For many undergraduate students, college provides an opportunity to live independently for the first time and they eagerly push all the boundaries their parents had previously set for them. This often leads to heavy drinking, staying out late, promiscuity and general lack of responsibility, whether academically, morally or physically.
Some schools earn a reputation as “party schools,” known for their active social groups rather than their academic focus. Various publications release the results of surveys and studies ranking the top 20 party schools according to the amount of drug and alcohol usage, hours of study each day and the popularity of sororities and fraternities. While not necessarily accurate, party schools do not usually have a reputation for strong academic programs.
Many campuses build a strong school spirit through their sports programs, encouraging the whole student body, as well as the town or city where they are located to support them in their games and competitions. College sports in the United States have strong followings and stimulate huge rivalries throughout the country.
By getting involved in student activities and programs you can increase your chances of experiencing more meaningful interactions. A large part of the college experience revolves around the groups you associate yourself with. Groups for all kinds of interests exist and you will find that much of campus life revolves around people with similar interests hanging out and doing things together, whether on or off campus.
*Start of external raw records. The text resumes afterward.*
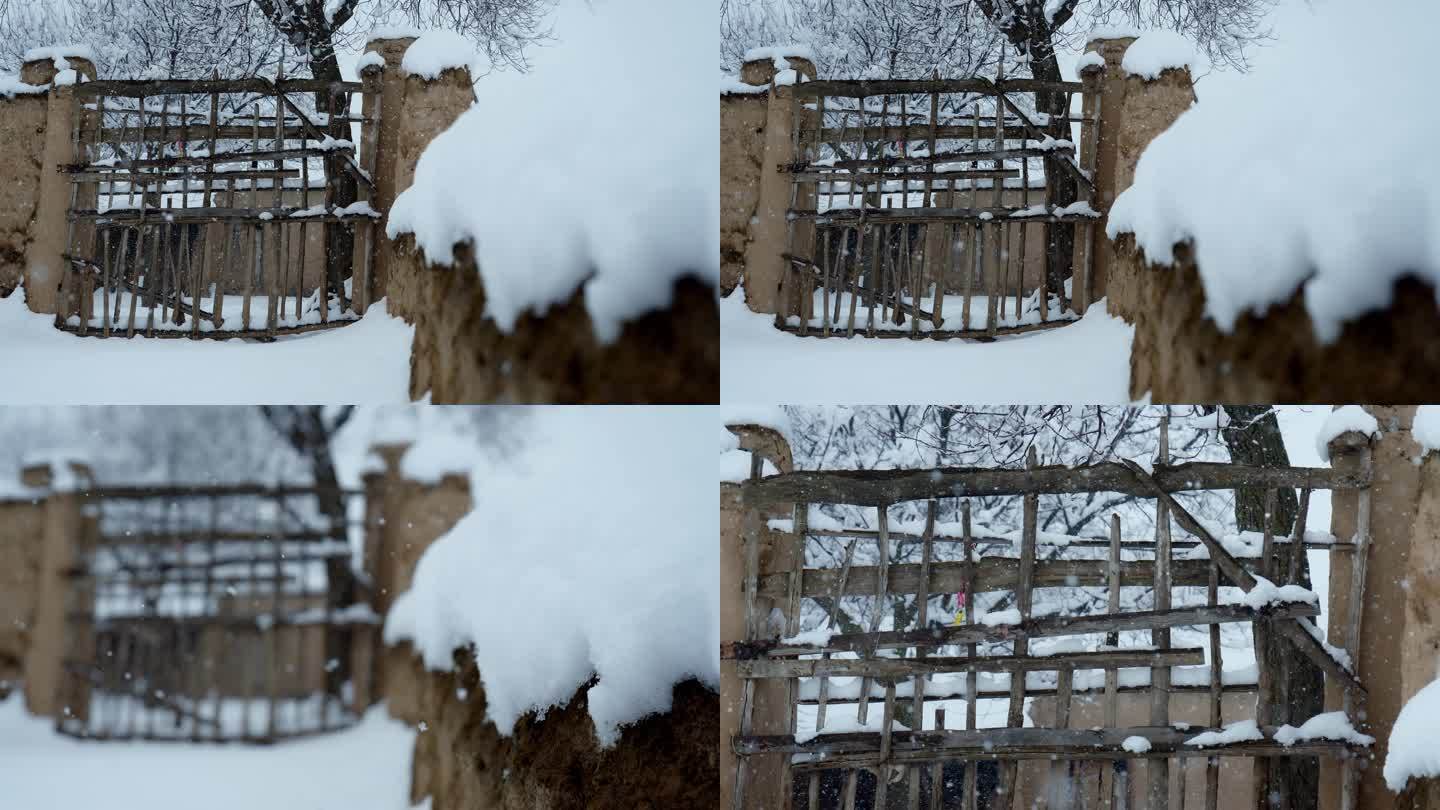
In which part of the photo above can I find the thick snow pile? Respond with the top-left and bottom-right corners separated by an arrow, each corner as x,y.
399,30 -> 482,80
0,73 -> 48,98
1239,576 -> 1319,611
1185,719 -> 1263,748
22,44 -> 97,69
387,0 -> 717,344
1274,711 -> 1372,748
399,434 -> 481,484
1414,406 -> 1440,456
1315,405 -> 1379,461
384,407 -> 716,746
722,405 -> 792,440
1122,735 -> 1151,754
1107,0 -> 1440,341
1118,30 -> 1199,80
1385,676 -> 1440,791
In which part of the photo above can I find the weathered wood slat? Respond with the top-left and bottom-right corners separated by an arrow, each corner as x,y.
737,725 -> 1362,759
794,77 -> 1084,98
74,78 -> 360,97
738,602 -> 1320,658
737,646 -> 1205,678
743,460 -> 1365,506
758,556 -> 1259,600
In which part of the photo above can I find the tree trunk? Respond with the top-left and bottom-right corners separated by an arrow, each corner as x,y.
1220,405 -> 1321,810
1024,42 -> 1076,303
307,51 -> 357,310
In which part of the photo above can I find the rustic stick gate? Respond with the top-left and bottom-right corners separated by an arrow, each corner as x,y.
55,485 -> 374,743
728,430 -> 1375,809
777,70 -> 1100,340
56,74 -> 380,340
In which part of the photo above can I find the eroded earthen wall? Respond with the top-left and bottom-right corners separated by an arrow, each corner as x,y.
1110,240 -> 1440,401
388,238 -> 718,403
0,498 -> 46,696
0,94 -> 48,299
391,649 -> 717,810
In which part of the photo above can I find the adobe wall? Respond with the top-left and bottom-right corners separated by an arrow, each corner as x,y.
362,40 -> 717,403
359,442 -> 474,714
389,237 -> 718,403
1322,407 -> 1429,809
397,647 -> 718,810
1110,239 -> 1440,401
1090,37 -> 1440,401
369,443 -> 719,808
0,53 -> 98,308
0,493 -> 46,697
0,91 -> 48,299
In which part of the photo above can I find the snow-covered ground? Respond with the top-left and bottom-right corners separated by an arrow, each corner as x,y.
0,292 -> 413,404
0,693 -> 417,810
721,291 -> 1134,403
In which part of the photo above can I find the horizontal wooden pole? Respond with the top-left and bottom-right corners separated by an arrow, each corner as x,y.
785,145 -> 1072,174
68,207 -> 375,225
734,602 -> 1320,658
739,725 -> 1361,763
796,679 -> 1260,706
759,557 -> 1241,599
86,125 -> 317,142
798,207 -> 1098,226
63,146 -> 351,172
776,318 -> 1074,341
796,168 -> 1022,185
74,78 -> 360,97
742,460 -> 1365,506
737,647 -> 1205,679
793,78 -> 1085,98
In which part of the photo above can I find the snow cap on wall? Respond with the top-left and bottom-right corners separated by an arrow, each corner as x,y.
383,406 -> 717,746
1119,30 -> 1199,80
22,44 -> 97,70
385,0 -> 718,344
1314,405 -> 1379,462
399,29 -> 484,80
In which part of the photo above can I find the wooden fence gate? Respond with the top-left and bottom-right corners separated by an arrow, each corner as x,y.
57,75 -> 380,339
54,484 -> 375,743
729,433 -> 1376,809
777,72 -> 1100,339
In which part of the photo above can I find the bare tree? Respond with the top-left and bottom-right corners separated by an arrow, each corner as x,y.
258,405 -> 357,695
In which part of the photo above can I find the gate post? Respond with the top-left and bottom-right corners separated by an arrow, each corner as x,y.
722,422 -> 795,810
733,51 -> 816,317
1322,406 -> 1417,810
20,455 -> 93,719
22,50 -> 97,315
1075,36 -> 1193,315
360,440 -> 473,718
355,35 -> 416,312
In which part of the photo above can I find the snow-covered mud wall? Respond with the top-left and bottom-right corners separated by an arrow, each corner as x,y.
367,1 -> 718,404
0,51 -> 97,306
1099,3 -> 1440,402
0,480 -> 46,698
373,409 -> 719,808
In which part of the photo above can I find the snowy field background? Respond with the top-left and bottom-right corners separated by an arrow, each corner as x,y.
722,292 -> 1134,403
0,696 -> 417,810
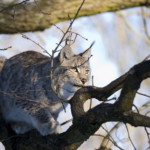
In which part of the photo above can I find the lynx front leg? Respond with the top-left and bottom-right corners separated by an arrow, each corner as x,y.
31,107 -> 62,136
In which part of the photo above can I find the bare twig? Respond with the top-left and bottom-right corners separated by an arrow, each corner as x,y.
53,0 -> 86,52
11,5 -> 16,19
100,125 -> 123,150
70,31 -> 88,41
53,24 -> 65,34
61,119 -> 72,126
34,0 -> 51,15
141,7 -> 150,40
0,0 -> 30,13
133,104 -> 150,149
0,90 -> 47,106
52,25 -> 88,42
100,123 -> 121,148
137,92 -> 150,98
21,33 -> 51,56
0,46 -> 12,51
95,133 -> 123,150
101,126 -> 115,146
117,12 -> 150,45
145,111 -> 150,150
124,124 -> 136,150
89,75 -> 94,109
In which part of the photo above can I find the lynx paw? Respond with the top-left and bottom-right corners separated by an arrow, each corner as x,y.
37,118 -> 62,136
54,124 -> 62,134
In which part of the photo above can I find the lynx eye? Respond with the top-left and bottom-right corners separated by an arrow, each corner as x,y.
71,68 -> 78,73
85,70 -> 90,75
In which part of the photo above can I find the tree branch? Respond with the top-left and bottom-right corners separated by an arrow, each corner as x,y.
114,60 -> 150,111
0,0 -> 150,33
0,59 -> 150,150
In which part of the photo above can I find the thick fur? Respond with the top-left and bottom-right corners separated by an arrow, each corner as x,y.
0,45 -> 91,136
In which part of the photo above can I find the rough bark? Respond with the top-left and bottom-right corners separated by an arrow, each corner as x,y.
0,60 -> 150,150
0,0 -> 149,33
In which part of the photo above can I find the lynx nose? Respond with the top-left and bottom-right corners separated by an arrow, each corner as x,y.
81,78 -> 87,84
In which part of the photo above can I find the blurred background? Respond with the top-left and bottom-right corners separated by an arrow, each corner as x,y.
0,6 -> 150,150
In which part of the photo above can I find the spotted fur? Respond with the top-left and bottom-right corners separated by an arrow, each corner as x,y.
0,44 -> 92,136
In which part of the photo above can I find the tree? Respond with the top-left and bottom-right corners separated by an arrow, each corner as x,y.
0,0 -> 149,33
0,0 -> 150,150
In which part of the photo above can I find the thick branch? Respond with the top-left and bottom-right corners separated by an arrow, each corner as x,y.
0,0 -> 149,33
114,60 -> 150,111
0,60 -> 150,150
122,111 -> 150,127
71,71 -> 128,119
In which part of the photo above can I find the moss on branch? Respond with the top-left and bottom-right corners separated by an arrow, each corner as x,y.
0,0 -> 149,33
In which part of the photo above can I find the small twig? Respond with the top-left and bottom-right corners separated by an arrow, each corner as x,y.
61,119 -> 72,126
70,31 -> 88,41
117,12 -> 150,45
89,75 -> 94,109
93,134 -> 106,138
72,33 -> 78,45
141,7 -> 150,40
0,90 -> 45,105
137,92 -> 150,98
53,24 -> 65,34
107,97 -> 117,101
124,124 -> 137,150
21,33 -> 51,56
100,123 -> 122,149
100,125 -> 123,150
101,126 -> 115,145
11,5 -> 16,19
34,0 -> 51,15
53,25 -> 88,42
0,46 -> 12,51
133,104 -> 150,149
145,111 -> 150,149
95,133 -> 123,150
0,0 -> 30,13
144,126 -> 150,150
53,0 -> 86,52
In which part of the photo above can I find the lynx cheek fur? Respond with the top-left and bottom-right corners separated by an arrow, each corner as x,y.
0,44 -> 92,136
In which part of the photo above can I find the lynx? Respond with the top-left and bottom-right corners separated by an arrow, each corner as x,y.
0,44 -> 93,136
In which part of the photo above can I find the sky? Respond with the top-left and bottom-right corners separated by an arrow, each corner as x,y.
0,142 -> 5,150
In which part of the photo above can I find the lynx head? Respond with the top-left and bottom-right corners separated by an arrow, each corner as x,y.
53,43 -> 94,100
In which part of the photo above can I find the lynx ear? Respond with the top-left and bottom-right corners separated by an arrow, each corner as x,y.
81,41 -> 95,58
59,45 -> 74,63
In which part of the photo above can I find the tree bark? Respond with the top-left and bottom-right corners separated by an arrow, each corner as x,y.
1,60 -> 150,150
0,0 -> 149,33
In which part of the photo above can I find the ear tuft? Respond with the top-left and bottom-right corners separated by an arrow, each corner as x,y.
59,45 -> 74,63
81,41 -> 95,58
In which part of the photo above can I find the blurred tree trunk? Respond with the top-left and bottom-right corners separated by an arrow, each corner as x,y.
0,0 -> 149,33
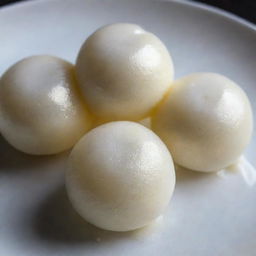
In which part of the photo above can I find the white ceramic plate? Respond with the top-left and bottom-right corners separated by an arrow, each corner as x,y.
0,1 -> 255,255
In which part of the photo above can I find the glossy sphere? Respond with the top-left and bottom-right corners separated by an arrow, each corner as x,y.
66,121 -> 175,231
152,73 -> 253,172
76,23 -> 174,122
0,56 -> 92,155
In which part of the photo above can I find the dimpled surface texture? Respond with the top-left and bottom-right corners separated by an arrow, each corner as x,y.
152,73 -> 253,172
75,23 -> 174,122
0,56 -> 92,155
66,121 -> 175,231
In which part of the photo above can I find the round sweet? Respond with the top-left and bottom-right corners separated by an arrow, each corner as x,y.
75,23 -> 174,122
152,73 -> 253,172
0,56 -> 92,155
66,121 -> 175,231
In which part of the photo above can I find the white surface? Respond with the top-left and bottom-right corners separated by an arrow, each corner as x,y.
0,0 -> 255,255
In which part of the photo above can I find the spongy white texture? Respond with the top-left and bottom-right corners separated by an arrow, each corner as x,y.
66,121 -> 175,231
0,56 -> 92,155
75,23 -> 174,122
152,73 -> 253,172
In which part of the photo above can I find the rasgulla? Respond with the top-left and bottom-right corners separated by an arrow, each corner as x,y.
75,23 -> 174,122
152,73 -> 253,172
66,121 -> 175,231
0,56 -> 92,155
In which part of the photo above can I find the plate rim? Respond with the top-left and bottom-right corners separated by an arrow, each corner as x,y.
0,0 -> 255,32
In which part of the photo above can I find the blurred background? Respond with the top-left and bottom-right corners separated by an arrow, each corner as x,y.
0,0 -> 255,24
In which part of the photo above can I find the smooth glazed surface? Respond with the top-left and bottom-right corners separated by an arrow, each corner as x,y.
152,73 -> 253,172
76,23 -> 174,121
66,121 -> 175,231
0,56 -> 91,155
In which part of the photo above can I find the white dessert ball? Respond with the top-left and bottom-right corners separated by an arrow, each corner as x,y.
76,23 -> 174,122
152,73 -> 253,172
66,121 -> 175,231
0,56 -> 92,155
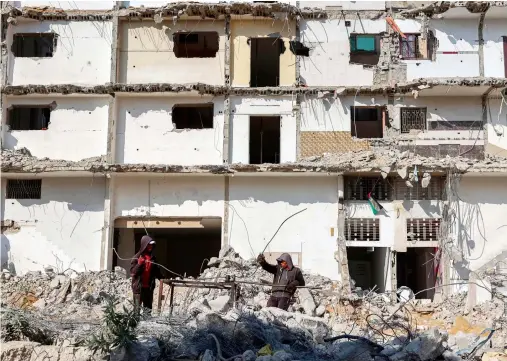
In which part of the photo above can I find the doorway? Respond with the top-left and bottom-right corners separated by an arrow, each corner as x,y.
250,38 -> 282,87
249,116 -> 281,164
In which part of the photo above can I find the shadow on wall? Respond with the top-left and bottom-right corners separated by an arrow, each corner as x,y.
450,177 -> 507,276
0,235 -> 15,273
229,177 -> 337,206
301,97 -> 349,130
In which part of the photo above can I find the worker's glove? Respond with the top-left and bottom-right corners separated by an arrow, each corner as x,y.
137,256 -> 145,265
257,254 -> 266,264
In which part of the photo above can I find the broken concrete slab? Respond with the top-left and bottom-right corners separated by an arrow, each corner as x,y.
390,328 -> 448,361
298,288 -> 317,316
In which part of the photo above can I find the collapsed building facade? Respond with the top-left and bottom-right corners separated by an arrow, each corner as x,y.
1,0 -> 507,310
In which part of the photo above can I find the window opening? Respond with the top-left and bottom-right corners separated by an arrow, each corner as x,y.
173,32 -> 219,58
350,106 -> 384,138
401,107 -> 427,133
400,33 -> 434,60
8,106 -> 51,130
12,33 -> 56,57
249,116 -> 280,164
172,104 -> 213,129
349,34 -> 380,65
6,179 -> 42,199
345,218 -> 380,242
345,176 -> 391,201
350,34 -> 377,53
250,38 -> 283,87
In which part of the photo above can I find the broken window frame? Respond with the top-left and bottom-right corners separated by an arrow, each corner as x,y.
7,105 -> 51,131
350,106 -> 385,139
6,179 -> 42,199
12,33 -> 57,58
172,103 -> 214,130
173,32 -> 219,58
400,33 -> 423,60
400,107 -> 427,134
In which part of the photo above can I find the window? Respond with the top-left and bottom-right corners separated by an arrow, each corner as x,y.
173,32 -> 219,58
12,33 -> 56,57
6,180 -> 42,199
350,34 -> 377,53
345,218 -> 380,242
8,106 -> 51,130
400,33 -> 435,60
401,34 -> 419,59
249,116 -> 280,164
407,218 -> 441,242
350,106 -> 384,138
172,104 -> 213,129
400,107 -> 427,133
250,38 -> 284,87
349,34 -> 380,65
345,176 -> 392,201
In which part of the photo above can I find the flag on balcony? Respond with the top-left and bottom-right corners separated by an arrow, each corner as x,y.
367,192 -> 384,215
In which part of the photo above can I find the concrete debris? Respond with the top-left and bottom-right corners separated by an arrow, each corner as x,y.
4,146 -> 507,176
1,248 -> 506,361
3,78 -> 507,97
397,166 -> 408,180
399,1 -> 506,18
421,172 -> 432,188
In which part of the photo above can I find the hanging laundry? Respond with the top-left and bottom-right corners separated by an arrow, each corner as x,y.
367,192 -> 384,215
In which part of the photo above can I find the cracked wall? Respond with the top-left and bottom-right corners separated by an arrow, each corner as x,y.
7,20 -> 113,85
2,96 -> 110,161
116,96 -> 225,165
0,176 -> 106,275
118,20 -> 226,85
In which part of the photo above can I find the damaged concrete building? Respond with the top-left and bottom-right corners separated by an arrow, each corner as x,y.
1,0 -> 507,308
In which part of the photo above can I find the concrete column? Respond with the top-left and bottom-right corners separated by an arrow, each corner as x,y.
100,175 -> 116,270
222,175 -> 230,248
478,12 -> 486,77
390,249 -> 397,302
336,175 -> 351,293
222,16 -> 231,164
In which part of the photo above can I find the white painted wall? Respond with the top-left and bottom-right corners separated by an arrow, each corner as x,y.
119,20 -> 225,85
230,97 -> 297,164
486,95 -> 507,157
450,176 -> 507,273
483,19 -> 506,78
1,177 -> 106,275
116,96 -> 224,165
8,21 -> 113,85
228,176 -> 339,280
301,95 -> 387,131
3,97 -> 109,161
397,19 -> 480,80
113,176 -> 224,219
392,96 -> 484,140
300,19 -> 386,86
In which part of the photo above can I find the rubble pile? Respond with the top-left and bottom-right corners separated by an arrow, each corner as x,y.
4,145 -> 507,175
1,247 -> 506,361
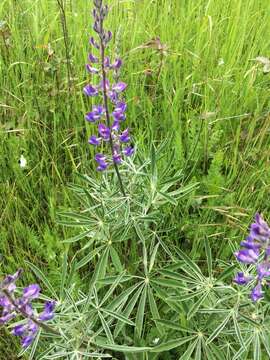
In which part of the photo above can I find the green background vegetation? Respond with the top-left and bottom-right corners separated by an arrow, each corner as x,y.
1,0 -> 270,357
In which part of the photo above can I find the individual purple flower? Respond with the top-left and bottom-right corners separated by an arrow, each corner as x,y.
83,84 -> 98,97
0,269 -> 56,348
233,272 -> 253,285
108,90 -> 118,103
0,312 -> 15,324
111,58 -> 122,69
98,123 -> 110,140
39,301 -> 56,321
234,248 -> 259,264
23,285 -> 40,300
112,120 -> 120,132
85,105 -> 104,123
240,236 -> 261,250
89,36 -> 100,49
21,335 -> 35,348
123,146 -> 134,157
88,135 -> 101,146
86,64 -> 99,74
257,262 -> 270,280
251,283 -> 263,302
104,56 -> 110,67
250,213 -> 270,242
112,102 -> 126,121
88,53 -> 99,63
112,82 -> 127,93
12,324 -> 27,336
113,152 -> 122,164
95,153 -> 108,171
119,129 -> 130,143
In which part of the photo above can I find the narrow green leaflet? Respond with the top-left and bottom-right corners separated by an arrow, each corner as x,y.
150,336 -> 196,353
135,285 -> 147,338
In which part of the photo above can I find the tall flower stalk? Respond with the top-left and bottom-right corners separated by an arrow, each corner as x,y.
83,0 -> 134,196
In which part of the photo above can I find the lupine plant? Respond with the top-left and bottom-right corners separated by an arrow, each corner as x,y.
2,1 -> 270,359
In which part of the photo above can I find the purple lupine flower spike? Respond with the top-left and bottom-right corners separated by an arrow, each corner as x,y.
84,1 -> 134,184
234,213 -> 270,302
0,269 -> 56,348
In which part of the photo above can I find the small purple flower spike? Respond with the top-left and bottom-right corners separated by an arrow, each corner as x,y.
234,213 -> 270,302
0,269 -> 56,348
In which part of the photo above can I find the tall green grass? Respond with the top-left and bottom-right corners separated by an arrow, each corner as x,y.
1,0 -> 270,356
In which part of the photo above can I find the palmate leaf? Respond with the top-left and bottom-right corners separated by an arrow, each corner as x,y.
187,290 -> 210,320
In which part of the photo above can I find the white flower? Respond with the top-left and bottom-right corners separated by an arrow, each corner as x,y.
152,338 -> 160,345
19,155 -> 27,168
218,58 -> 225,66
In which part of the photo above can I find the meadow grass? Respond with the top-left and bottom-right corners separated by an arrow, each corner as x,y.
1,0 -> 270,356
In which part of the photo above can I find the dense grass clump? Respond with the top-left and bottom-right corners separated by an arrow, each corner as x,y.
1,0 -> 270,358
For example, if you enjoy theater, you can find a group of like-minded students that attend and/or produce events and plan activities around them.
At some universities, sororities (for women) and fraternities (for both men and women or just for men) form social groups to promote bonding among select students who have undergone an initiation and acceptance ritual. Most of these groups have Greek letter names and have similar branches at schools across the country. While most no longer maintain any association with their origins, most began with community service projects or leadership goals in common.